Equity rally is long in the tooth. I think that longs need to prepare to bail and shorts should be ready to go to work very soon, even though there is nothing on the charts that says it is time to do so, yet.
Here are my technical and fundamental reasons for being cautious:
1. SPX is overbought. This can continue as long as daily stoch is in embedded mode (and it currently is). It has traded straight up in rising wedge (bearish reversal pattern) since 12/20, with no meaningful pullbacks. As the matter of fact, there have been no closes below 8 ema on daily since then. Once the gaps above get filled, there are 6 gaps on SPX futures below current level to shoot for, all the way down to 1153. When weakness develops, many longs will bail and shorts will initiate new positions. Have to wait for a signal!!
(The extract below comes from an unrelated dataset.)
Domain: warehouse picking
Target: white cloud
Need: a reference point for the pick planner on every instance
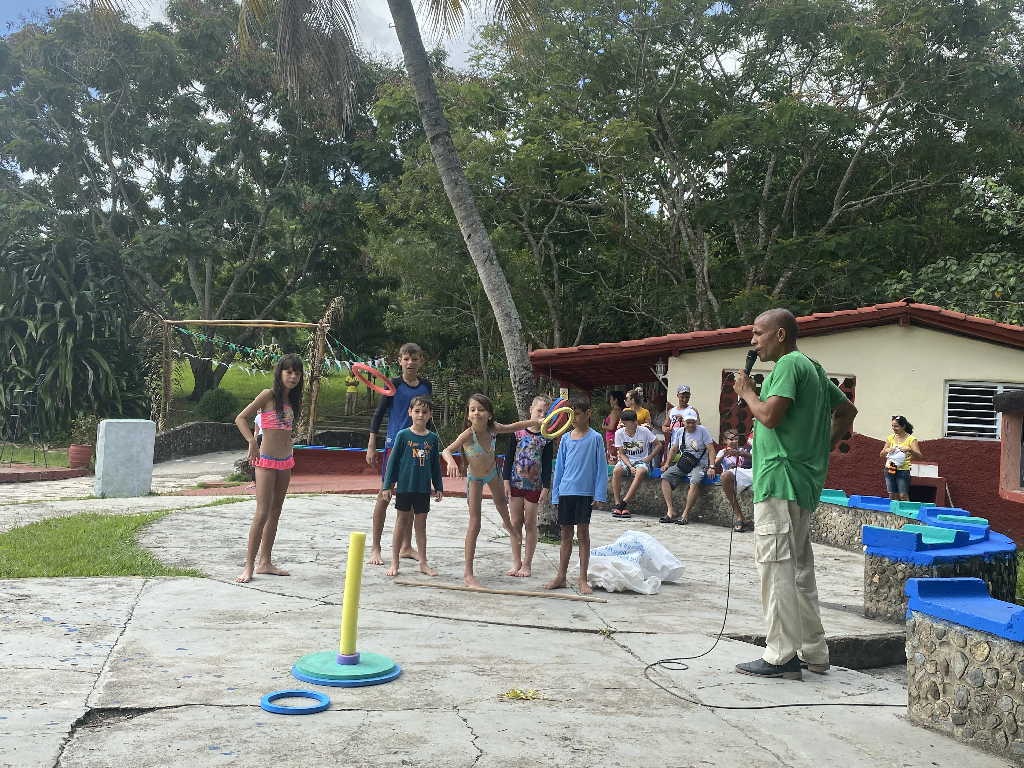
(374, 23)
2. Increased dissemination of bull(ishness) by fund managers, appearing on business alphabet soup network, about how "everyone is missing the train" - is ludicrous and contrarian in nature. They sing the same song over and over: "stay invested", "you can't time the market", "don't fight the Fed", "stocks are undervalued". S&P 500 earnings are projected to be roughly $100 per share this year. Apply a 13 P/E multiple to that - you get 1300 for SPX. Let's assume the best case scenario - $105 (EPS) x 13 (P/E) = 1365. So we go up another 50 points, and then what? S&P 500 is at or just slightly below its fair value, considering U.S. GDP projected growth of 2 - 3% this year. What train are we missing? Train to nowhere...
3. Same fund managers say that "market deserves a higher multiple". I am tired of this argument, and do not get their main thesis behind it - "interest rates are at historic lows". There are many reasons for rates to stay this low, the main being that bond market does not believe liquidity-driven recovery in equities. Stocks do not trade in a vacuum. Expansion of P/E multiple can not happen until possible external macro shocks have been removed, some of which are:
a) Greek debt haircut talks could collapse, Spanish and Italian bond yields could spike to unsustainable levels - resulting in EU debt crisis spiraling out of control.
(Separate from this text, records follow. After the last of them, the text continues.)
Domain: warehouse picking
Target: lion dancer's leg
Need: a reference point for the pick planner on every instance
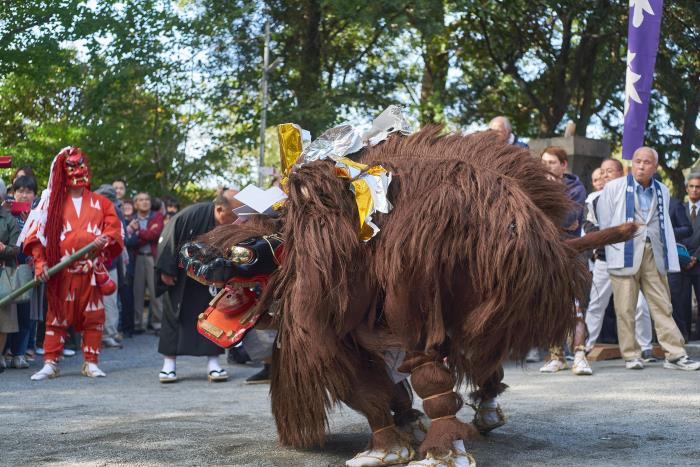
(444, 443)
(581, 365)
(409, 420)
(373, 396)
(57, 323)
(556, 360)
(91, 323)
(488, 415)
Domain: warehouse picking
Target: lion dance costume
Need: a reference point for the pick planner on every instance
(469, 267)
(59, 226)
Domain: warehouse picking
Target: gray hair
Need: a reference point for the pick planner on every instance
(506, 122)
(647, 148)
(692, 176)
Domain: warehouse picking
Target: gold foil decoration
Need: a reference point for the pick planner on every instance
(289, 135)
(370, 186)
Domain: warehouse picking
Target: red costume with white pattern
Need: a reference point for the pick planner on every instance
(75, 299)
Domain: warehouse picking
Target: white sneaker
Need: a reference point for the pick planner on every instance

b) Eurozone recession could be deeper and last longer - resulting in much lower earnings by S&P 500 multinationals.
c) China could slow down tremendously - thus pulling the entire world economy down with it.
d) U.S. GDP could be revised downward due to that world-wide economic slowdown.
If that worrisome cocktail is not enough, let's add a few more important developments:
e) fresh Portugal default fears, as that country's debt is now rated junk by all three main credit rating agencies.
f) Iran's sabre-rattling in Strait of Hormuz threatening to block a flow of crude oil.
g) Absolutely no clarity on GOP candidate yet (with Santorum and Gingrich dealing a blow to Romney in primaries), not even talking about who will win U.S. presidential election in November.
Way too many uncertainties for market to advance without a meaningful pullback.
Taking all of the above into consideration, combined with the fact that SPX is up 22% from October 4th low, I am staying flat equities now and will be ready to short on a signal.